Are New Yorker Cartoons Too Easy To Write?

Comedian, Writer, and Producer
Josh Lieb is a bit underwhelmed by Bob Mankoff's prolific New Yorker cartooning.
  • Transcript

TRANSCRIPT

Question: Do you agree with Bob Mankoff that coming up with cartoon idea is hard?

Josh Lieb: Well first, let me address Bob Mankoff. I could write that every day. And so you tell bob Mankoff, no big deal. I have lots of cartoon ideas and I don’t see what he’s bitching about. Actually, not the New Yorker cartoonist, what they write one like once every three years or something, right?

Question: Mankoff has published 900 New Yorker cartoons over 30 years.

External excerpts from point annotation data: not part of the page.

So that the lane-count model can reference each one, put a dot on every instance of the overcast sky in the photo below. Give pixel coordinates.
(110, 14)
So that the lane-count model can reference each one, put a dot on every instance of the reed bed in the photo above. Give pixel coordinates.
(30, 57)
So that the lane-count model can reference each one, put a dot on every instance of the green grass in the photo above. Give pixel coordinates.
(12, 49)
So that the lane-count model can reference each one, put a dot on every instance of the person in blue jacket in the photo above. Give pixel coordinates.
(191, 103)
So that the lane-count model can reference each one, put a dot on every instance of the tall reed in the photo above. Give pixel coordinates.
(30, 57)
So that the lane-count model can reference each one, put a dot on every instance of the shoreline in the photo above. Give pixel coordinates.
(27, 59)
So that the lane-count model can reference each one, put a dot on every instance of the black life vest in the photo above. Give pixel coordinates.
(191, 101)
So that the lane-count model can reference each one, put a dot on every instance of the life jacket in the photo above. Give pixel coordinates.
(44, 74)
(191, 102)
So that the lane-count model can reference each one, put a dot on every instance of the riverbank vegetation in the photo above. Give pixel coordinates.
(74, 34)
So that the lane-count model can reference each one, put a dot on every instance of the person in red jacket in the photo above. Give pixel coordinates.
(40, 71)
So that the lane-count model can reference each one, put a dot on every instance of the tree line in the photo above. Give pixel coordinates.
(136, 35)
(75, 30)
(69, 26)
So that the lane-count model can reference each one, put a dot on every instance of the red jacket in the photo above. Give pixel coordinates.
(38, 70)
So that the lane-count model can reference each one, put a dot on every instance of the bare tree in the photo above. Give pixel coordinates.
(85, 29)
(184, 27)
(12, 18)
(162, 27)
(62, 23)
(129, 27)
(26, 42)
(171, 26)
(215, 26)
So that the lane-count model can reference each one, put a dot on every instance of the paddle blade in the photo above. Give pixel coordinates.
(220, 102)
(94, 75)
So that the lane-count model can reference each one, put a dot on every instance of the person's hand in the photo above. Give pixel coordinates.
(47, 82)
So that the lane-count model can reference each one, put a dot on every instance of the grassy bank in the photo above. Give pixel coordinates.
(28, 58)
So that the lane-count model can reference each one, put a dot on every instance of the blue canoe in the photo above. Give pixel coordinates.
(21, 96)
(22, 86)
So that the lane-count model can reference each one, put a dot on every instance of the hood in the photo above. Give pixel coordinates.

Josh Lieb: Big deal. That’s like; they’re one sentence apiece. Give me a break. Well, for one, I can’t draw at all, but I was trying to teach myself how to draw. I got a book. Because I was going to draw my own cartoons, but then I got lazy and then I really can’t draw. So, I have a friend, Tom Gamble out in LA who is a wonderful cartoonist and I sometimes send him suggestions for cartoons, which he never makes. But, I just had a great one. You tell Bob Mankoff there’s a man with a stomachache, he’s very unhappy, and his wife walks in with Al Capone, and he says, “You idiot, I told you to bring home Alka Seltzer.” That’s a prize-winning cartoon right there. I just thought of that one the other day. Similarly though, and in all seriousness, yeah, it’s that ability to do it everyday and it’s that ability to – it’s not just perseverance, it’s talent and it’s treating it like a job. Anytime you have a writer who says he’s waiting for inspiration and I say that’s not a writer. It is absolutely – it’s a job, it’s a career. You can not feel like writing, you can be dry as a bone and you have to sit down and start writing. You can’t tolerate something like writer’s block, especially in TV, but I suppose when you are writing a book at home you can give yourself a couple of days like that, but its being able to dredge it up every day and produce. It’s not just this romantic pure creation. It’s a job.

Recorded on: October 9, 2009. Interviewed by Paul Hoffman.